The downstream effects are not limited to academia: biotechnology start-ups, private sector R&D, and clinical innovation pipelines all depend on federally funded basic research and a steady influx of NIH-trained scientists. Without that flow of talent, the entire U.S. innovation engine—from basic discovery to commercial drug development—risks slowing down, jeopardizing progress on diseases that affect millions of Americans.
These shifts can be deeply damaging for U.S. science and biopharmaceutical competitiveness, as the NIH plays a central role in sustaining the nation’s biomedical workforce. It funds more than 300,000 researchers through nearly 50,000 competitive grants across 2,500 universities and research institutions. This scientific workforce is a strategic national asset—essential for responding to pandemics, countering biothreats, and sustaining the nation’s biopharmaceutical leadership.
Meanwhile, other nations are moving aggressively to capitalize on this opportunity and draw U.S.-based scientific talent. The European Union’s Choose Europe for Science, and France’s Choose France for Science are explicitly designed to attract top international talent, particularly from the United States, by offering stable funding, secure career prospects, and supportive research environments. Canada, Australia, Germany, Denmark, the Netherlands, Norway, and the United Kingdom have all launched similar efforts. China has done so as well.
These programs are already seeing rising interest from U.S.-based scientists, highlighting how quickly talent can shift when incentives change. China demonstrated this dynamic with its own efforts to attract scientific talent from the United States: an estimated 20,000 U.S.-based researchers of Chinese descent left the country between 2010 and 2021, according to name-based analysis conducted by academic researchers.

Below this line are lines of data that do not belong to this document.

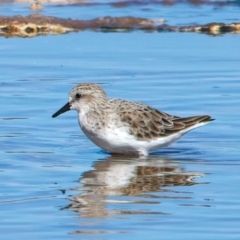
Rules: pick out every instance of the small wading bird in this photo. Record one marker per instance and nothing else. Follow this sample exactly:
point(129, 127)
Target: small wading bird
point(124, 127)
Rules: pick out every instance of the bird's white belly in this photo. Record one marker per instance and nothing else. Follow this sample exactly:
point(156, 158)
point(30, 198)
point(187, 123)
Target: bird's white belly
point(120, 141)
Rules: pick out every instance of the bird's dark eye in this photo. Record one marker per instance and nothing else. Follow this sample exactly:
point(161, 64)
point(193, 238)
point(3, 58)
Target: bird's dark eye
point(78, 96)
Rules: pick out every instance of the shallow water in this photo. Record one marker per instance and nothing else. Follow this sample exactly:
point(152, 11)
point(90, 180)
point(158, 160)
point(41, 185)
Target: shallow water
point(55, 184)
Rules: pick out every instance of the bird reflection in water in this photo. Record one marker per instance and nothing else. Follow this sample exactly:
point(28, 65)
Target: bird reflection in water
point(136, 180)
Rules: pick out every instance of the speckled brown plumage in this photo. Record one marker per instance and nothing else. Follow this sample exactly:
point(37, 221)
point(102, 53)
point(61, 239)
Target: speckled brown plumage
point(149, 123)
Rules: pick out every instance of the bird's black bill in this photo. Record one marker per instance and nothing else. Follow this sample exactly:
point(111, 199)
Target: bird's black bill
point(65, 108)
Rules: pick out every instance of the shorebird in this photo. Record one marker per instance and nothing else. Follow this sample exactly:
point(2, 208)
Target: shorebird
point(124, 127)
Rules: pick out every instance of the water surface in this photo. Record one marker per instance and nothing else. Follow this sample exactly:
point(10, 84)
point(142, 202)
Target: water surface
point(55, 184)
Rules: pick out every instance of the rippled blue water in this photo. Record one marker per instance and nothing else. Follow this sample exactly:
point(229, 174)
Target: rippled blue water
point(55, 184)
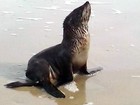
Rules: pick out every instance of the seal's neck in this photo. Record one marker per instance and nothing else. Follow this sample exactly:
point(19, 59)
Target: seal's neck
point(74, 33)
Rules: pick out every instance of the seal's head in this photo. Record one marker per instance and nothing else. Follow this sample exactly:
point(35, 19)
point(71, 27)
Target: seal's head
point(78, 17)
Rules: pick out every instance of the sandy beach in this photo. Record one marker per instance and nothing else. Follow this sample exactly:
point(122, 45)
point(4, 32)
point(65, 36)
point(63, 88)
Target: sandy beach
point(29, 26)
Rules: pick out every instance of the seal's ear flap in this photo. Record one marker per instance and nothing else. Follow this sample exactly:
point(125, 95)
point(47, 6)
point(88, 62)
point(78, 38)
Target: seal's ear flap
point(51, 89)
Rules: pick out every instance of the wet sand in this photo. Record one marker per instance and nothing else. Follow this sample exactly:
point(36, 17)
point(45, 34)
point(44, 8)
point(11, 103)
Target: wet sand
point(27, 27)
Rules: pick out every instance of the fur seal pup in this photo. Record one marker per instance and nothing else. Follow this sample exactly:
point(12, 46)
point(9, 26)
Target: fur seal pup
point(56, 65)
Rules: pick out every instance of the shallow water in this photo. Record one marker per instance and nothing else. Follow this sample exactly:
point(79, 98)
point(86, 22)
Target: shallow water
point(28, 26)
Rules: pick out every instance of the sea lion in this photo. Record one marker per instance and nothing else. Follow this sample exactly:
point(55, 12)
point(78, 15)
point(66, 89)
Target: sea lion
point(60, 62)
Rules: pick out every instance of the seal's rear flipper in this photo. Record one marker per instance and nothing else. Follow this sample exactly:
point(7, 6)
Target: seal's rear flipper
point(51, 89)
point(20, 84)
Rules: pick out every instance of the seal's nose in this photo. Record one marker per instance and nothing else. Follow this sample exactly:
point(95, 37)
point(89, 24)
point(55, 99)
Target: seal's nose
point(87, 3)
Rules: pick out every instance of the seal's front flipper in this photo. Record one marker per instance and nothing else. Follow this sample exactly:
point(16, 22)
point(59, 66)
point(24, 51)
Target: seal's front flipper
point(95, 70)
point(51, 89)
point(20, 84)
point(84, 71)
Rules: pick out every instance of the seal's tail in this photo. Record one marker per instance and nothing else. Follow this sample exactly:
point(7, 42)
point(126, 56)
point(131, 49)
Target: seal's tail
point(20, 84)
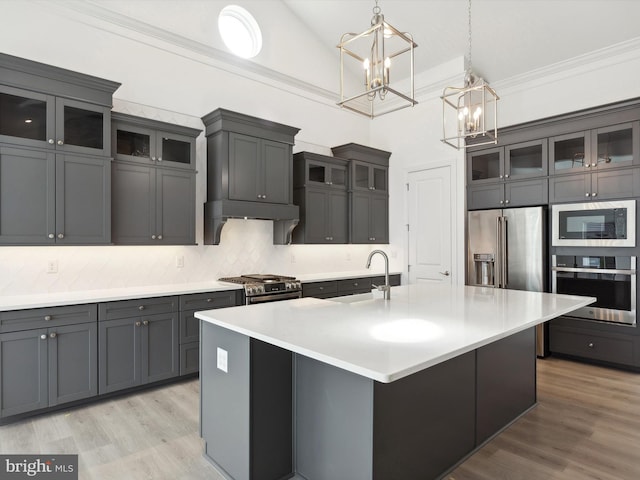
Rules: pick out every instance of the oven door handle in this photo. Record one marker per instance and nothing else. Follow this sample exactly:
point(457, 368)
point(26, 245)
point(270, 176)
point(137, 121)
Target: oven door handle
point(593, 270)
point(273, 298)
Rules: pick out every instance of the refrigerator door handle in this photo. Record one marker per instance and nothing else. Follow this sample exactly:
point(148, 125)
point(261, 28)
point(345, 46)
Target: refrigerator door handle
point(498, 261)
point(505, 253)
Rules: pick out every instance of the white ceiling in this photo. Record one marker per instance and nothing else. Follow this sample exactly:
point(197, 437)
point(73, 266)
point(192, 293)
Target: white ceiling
point(509, 37)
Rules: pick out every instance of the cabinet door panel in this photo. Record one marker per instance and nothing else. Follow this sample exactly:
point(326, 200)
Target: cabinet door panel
point(82, 127)
point(27, 196)
point(160, 347)
point(338, 213)
point(26, 118)
point(133, 194)
point(315, 217)
point(379, 229)
point(276, 170)
point(360, 214)
point(531, 192)
point(23, 372)
point(570, 188)
point(73, 363)
point(616, 184)
point(175, 213)
point(118, 351)
point(244, 153)
point(485, 196)
point(83, 200)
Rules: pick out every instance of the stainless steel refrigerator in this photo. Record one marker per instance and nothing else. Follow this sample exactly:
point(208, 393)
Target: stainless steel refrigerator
point(506, 248)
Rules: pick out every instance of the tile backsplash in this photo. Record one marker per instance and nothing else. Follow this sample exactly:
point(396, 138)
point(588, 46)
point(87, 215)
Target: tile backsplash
point(246, 246)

NIH is not simply a research agency; it is the backbone of the United States’ biopharmaceutical innovation ecosystem. Weakening it by cutting training programs, defunding scientists, or allowing other nations to recruit away the next generation of researchers will erode America’s scientific capacity, diminish its global leadership, and undermine economic competitiveness and national security. If the United States wants to remain the world leader in biomedical science, it must retain the scientists who drive discovery. Protecting the next generation of researchers is not optional—it is foundational to the nation’s future.